A través del decreto 1075/2017, publicado en el Boletín Oficial, el Gobierno promulgó la ley de Régimen de Fomento a la Generación Distribuida de Energía Renovable Integrada a la Red Eléctrica Pública, que permite que todos consumidores puedan ser también generadores de energía y vender excedentes.

La norma, aprobada en el Congreso el 30 de noviembre, tiene como premisa “fijar las políticas (…) para la generación de energía eléctrica de origen renovable por parte de usuarios de la red de distribución para su autoconsumo, con eventual inyección de excedentes a la red (…)”.
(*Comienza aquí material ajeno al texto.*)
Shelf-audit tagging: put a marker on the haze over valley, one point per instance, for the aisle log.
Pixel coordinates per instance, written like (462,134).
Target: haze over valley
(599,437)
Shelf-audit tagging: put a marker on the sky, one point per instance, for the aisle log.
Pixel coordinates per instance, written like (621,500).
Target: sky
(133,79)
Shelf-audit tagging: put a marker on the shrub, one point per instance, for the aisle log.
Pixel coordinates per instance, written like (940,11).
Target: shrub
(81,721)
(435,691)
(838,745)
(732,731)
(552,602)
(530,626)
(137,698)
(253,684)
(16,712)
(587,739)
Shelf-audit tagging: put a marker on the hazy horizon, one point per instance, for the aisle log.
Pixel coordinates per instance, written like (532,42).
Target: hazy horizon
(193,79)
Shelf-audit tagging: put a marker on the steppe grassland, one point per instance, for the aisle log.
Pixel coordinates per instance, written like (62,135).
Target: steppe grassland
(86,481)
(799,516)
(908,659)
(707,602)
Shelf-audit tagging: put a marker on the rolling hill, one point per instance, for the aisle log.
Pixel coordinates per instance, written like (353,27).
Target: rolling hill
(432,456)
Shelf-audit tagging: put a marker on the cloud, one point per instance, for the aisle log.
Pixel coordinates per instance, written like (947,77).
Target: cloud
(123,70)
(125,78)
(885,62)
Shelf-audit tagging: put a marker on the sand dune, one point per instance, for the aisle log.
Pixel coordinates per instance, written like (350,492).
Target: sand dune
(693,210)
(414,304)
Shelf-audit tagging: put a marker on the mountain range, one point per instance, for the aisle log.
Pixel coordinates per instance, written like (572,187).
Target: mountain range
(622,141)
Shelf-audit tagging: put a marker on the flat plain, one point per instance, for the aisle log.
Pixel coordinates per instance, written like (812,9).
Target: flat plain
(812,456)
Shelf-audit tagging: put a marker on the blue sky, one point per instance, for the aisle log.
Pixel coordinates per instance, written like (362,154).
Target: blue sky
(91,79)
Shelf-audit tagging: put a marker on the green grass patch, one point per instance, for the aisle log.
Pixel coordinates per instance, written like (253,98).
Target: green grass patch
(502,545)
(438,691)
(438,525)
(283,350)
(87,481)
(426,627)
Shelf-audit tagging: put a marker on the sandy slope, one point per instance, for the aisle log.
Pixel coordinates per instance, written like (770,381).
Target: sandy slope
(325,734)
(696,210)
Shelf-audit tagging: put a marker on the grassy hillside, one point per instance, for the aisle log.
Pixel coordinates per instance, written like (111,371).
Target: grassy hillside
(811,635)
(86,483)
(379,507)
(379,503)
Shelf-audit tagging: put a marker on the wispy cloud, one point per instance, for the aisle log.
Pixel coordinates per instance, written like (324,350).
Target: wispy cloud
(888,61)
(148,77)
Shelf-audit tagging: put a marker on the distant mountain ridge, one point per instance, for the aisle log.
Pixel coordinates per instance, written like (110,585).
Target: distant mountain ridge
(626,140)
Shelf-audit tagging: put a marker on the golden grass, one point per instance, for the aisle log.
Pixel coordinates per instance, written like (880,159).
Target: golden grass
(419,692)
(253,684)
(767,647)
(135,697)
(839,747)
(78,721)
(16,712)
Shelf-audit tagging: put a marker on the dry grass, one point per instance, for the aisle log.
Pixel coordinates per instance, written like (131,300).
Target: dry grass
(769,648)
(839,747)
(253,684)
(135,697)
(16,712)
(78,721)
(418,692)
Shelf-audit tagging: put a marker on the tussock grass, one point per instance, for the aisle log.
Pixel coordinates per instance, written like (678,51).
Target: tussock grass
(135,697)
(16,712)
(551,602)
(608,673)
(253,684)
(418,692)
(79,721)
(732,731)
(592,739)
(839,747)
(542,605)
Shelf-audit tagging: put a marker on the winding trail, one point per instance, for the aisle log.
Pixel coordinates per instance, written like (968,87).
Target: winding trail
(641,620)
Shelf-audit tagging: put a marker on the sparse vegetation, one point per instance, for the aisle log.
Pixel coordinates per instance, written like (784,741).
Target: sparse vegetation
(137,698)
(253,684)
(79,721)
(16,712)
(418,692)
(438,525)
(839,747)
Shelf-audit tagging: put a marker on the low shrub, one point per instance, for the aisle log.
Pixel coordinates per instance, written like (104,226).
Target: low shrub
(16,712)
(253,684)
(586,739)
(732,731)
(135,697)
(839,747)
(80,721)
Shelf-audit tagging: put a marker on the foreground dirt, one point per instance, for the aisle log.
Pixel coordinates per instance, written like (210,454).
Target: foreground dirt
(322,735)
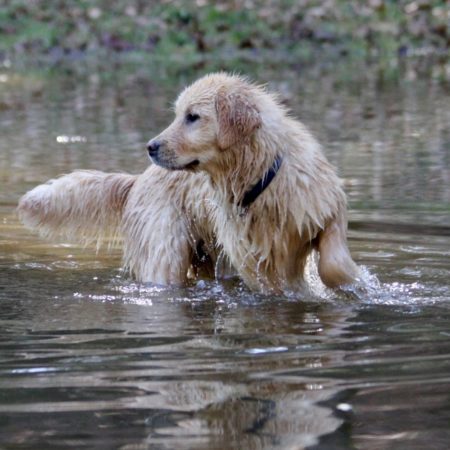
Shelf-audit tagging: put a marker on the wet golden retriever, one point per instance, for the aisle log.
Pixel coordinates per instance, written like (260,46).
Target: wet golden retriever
(234,177)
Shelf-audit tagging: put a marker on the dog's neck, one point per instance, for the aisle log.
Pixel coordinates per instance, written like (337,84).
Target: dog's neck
(241,176)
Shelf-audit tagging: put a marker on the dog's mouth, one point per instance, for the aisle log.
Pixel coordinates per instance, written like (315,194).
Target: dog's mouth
(171,166)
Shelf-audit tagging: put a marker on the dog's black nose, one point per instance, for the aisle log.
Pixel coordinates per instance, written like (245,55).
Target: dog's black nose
(153,147)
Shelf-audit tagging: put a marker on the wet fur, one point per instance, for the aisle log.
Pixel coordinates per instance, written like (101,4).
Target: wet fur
(166,214)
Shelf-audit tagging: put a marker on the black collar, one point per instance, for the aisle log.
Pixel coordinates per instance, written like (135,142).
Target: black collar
(252,194)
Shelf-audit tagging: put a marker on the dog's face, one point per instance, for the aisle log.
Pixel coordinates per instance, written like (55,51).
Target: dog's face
(213,115)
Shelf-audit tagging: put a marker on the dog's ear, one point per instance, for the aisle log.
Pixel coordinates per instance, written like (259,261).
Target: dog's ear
(237,116)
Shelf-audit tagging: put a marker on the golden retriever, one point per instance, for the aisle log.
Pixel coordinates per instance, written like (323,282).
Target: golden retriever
(234,177)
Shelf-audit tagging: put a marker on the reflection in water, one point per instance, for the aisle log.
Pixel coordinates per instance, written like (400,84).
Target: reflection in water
(90,359)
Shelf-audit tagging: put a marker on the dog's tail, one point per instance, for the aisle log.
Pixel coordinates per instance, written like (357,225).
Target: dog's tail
(84,206)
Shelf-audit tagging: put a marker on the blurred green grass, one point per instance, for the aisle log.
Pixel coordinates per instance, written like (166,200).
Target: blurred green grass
(373,30)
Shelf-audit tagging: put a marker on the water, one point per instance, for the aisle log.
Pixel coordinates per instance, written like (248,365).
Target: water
(90,359)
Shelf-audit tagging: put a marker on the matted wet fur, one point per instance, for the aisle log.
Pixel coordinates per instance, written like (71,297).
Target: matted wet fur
(183,211)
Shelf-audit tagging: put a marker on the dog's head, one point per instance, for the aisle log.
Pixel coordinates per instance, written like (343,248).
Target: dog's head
(216,113)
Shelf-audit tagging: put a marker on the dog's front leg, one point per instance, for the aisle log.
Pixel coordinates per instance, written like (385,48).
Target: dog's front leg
(336,266)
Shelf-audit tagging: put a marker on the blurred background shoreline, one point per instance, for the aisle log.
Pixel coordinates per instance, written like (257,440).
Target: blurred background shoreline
(397,37)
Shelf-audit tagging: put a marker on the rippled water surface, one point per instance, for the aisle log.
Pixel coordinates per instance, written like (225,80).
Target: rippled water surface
(90,359)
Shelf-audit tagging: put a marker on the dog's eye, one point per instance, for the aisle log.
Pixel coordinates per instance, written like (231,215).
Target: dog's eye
(191,118)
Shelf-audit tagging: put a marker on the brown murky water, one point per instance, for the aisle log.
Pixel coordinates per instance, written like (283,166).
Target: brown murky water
(90,359)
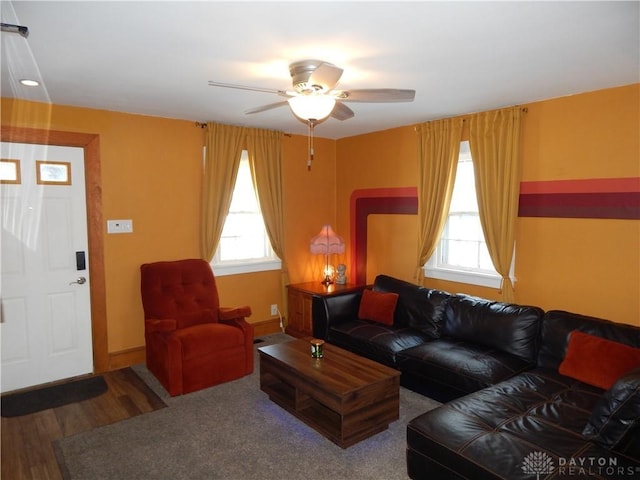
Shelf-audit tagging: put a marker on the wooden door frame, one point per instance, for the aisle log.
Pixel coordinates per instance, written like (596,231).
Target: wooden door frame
(93,189)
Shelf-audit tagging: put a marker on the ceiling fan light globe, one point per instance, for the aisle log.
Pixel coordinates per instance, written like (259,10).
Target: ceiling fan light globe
(312,107)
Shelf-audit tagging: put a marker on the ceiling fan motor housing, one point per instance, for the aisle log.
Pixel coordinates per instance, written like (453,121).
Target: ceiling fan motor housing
(301,72)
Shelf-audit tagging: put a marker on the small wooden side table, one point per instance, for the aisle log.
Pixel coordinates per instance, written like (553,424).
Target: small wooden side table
(300,299)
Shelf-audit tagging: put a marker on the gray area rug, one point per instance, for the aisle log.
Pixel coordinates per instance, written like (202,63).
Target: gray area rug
(232,431)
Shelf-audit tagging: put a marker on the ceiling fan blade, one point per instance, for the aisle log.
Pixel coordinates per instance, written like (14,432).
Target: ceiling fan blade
(244,87)
(342,112)
(264,108)
(376,95)
(326,76)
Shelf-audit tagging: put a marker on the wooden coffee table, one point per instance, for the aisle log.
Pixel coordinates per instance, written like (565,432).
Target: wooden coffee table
(343,396)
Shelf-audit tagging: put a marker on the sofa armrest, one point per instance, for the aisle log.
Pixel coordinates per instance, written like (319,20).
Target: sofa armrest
(163,325)
(331,310)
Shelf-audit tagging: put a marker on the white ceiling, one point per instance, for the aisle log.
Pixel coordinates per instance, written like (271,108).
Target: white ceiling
(155,58)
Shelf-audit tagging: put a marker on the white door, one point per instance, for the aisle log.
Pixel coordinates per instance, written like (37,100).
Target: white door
(45,324)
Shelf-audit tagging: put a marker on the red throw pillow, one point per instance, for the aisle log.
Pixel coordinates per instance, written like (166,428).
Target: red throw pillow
(597,361)
(378,306)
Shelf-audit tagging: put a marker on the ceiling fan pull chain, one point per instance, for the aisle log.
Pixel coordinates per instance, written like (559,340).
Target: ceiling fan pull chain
(310,144)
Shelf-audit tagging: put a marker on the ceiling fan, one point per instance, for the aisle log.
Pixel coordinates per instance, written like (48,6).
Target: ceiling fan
(313,97)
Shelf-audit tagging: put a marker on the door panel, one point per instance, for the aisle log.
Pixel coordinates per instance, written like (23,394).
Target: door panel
(46,316)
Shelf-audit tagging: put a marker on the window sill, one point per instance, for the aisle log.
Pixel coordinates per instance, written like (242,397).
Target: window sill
(461,276)
(220,270)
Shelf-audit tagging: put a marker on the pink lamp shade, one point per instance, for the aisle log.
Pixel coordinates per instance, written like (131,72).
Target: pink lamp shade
(326,242)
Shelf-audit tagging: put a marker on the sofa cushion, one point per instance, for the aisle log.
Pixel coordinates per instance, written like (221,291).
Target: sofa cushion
(453,367)
(490,433)
(514,329)
(597,361)
(375,340)
(617,413)
(557,326)
(418,307)
(377,306)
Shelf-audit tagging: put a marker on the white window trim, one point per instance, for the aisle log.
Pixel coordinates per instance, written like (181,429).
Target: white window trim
(236,267)
(249,266)
(431,270)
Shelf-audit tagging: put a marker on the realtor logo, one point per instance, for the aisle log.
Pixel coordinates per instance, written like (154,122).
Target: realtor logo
(537,463)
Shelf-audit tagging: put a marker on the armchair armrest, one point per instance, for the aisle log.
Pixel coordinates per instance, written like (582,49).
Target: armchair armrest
(332,310)
(230,313)
(163,325)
El incentivo para que los usuarios instalen los equipos que permitan producir electricidad estará a cargo del Fondo para la Generación Distribuida de Energías Renovables (FODIS), que podrá otorgar préstamos, subsidios o bonificaciones, así como fijar incentivos a la inyección o bonificaciones para la adquisición de sistemas de generación.

La ley contempla además la creación de un fondo para el fomento de la industria nacional asociada (FANSIGED), cuyas actividades serán “investigación, diseño, desarrollo, inversión en bienes de capital, producción, certificación y servicios de instalación para la generación distribuida de energía a partir de fuentes renovables“.

Con esta normativa, el usuario (una vivienda, un comercio, un edificio público, una fábrica, etc.) que inyecta energía a la red se llamará “prosumidor”, acrónimo de productor y consumidor. Y la generación (que se hará a través de paneles solares) se llama distribuida, por oposición a la que se genera en las centrales eléctricas, es decir que se genera en el mismo lugar donde se consume.

Con esto último se ahorra todo el gasto de transporte de electricidad, infraestructura, mantenimiento y las pérdidas de energía que ocurren en el camino entre la central eléctrica y los hogares, que son de entre el 8 y el 15 por ciento.